Description
I have a permanent dask cluster in kubernetes. Current operator ignores all changes to manifest.
There has been an issue about supporting spec updates, it got closed as resolved after implementing scale field support: #636.
The only fields that cause changes to deployment after applying updated manifest are spec.worker.replicas
, DaskAutoscaler
min/max.
Is it possible to support other fields, specifically image
, args
, env
, volumes/mounts
?
If not, what could be the optimal way to gracefully shut down and update cluster?

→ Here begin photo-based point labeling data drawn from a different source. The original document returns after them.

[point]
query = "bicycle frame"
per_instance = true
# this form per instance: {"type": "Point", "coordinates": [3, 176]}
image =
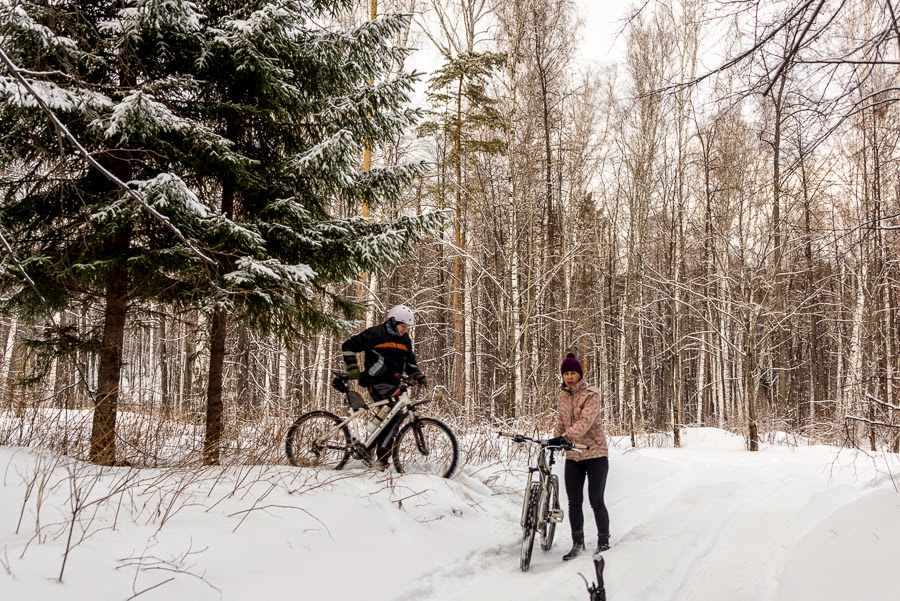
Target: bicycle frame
{"type": "Point", "coordinates": [545, 468]}
{"type": "Point", "coordinates": [402, 404]}
{"type": "Point", "coordinates": [540, 507]}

Cluster manifest (mostly copypasted from example):
---
apiVersion: kubernetes.dask.org/v1
kind: DaskCluster
metadata:
name: dask-primary
spec:
worker:
replicas: 1
spec:
containers:
- name: worker
image: "//backend/dask:image"
imagePullPolicy: Always
args:
- worker
- --name
- $(DASK_WORKER_NAME)
- --dashboard
- --dashboard-address
- "8788"
ports:
- name: http-dashboard
containerPort: 8788
protocol: TCP
env:
- name: ENV_1
value: 1
- name: ENV_2
value: 2
volumeMounts:
- name: kafka-certs
mountPath: /etc/ssl/kafka/ca.crt
subPath: ca.crt
readOnly: true
volumes:
- name: kafka-certs
configMap:
name: kafka-certs
scheduler:
spec:
containers:
- name: scheduler
image: "//backend/dask:image"
imagePullPolicy: Always
args:
- scheduler
ports:
- name: tcp-comm
containerPort: 8786
protocol: TCP
- name: http-dashboard
containerPort: 8787
protocol: TCP
readinessProbe:
httpGet:
port: http-dashboard
path: /health
initialDelaySeconds: 5
periodSeconds: 10
livenessProbe:
httpGet:
port: http-dashboard
path: /health
initialDelaySeconds: 15
periodSeconds: 20
imagePullSecrets:
- name: regcred
service:
type: ClusterIP
selector:
dask.org/cluster-name: dask-primary
dask.org/component: scheduler
ports:
- name: tcp-comm
protocol: TCP
port: 8786
targetPort: "tcp-comm"
- name: http-dashboard
protocol: TCP
port: 8787
targetPort: "http-dashboard"
---
apiVersion: kubernetes.dask.org/v1
kind: DaskAutoscaler
metadata:
name: dask-primary
spec:
cluster: dask-primary
minimum: 1
maximum: 10
Operator version: helm install --repo https://helm.dask.org --create-namespace -n dask-operator --generate-name --version 2024.5.0 dask-kubernetes-operator
Dask version: custom built image that uses the following deps:
dask = "^2024.5.2"
bokeh = "^3.4.1"
distributed = "^2024.5.2"
Although it's the same with 2024.5.2-py3.11
image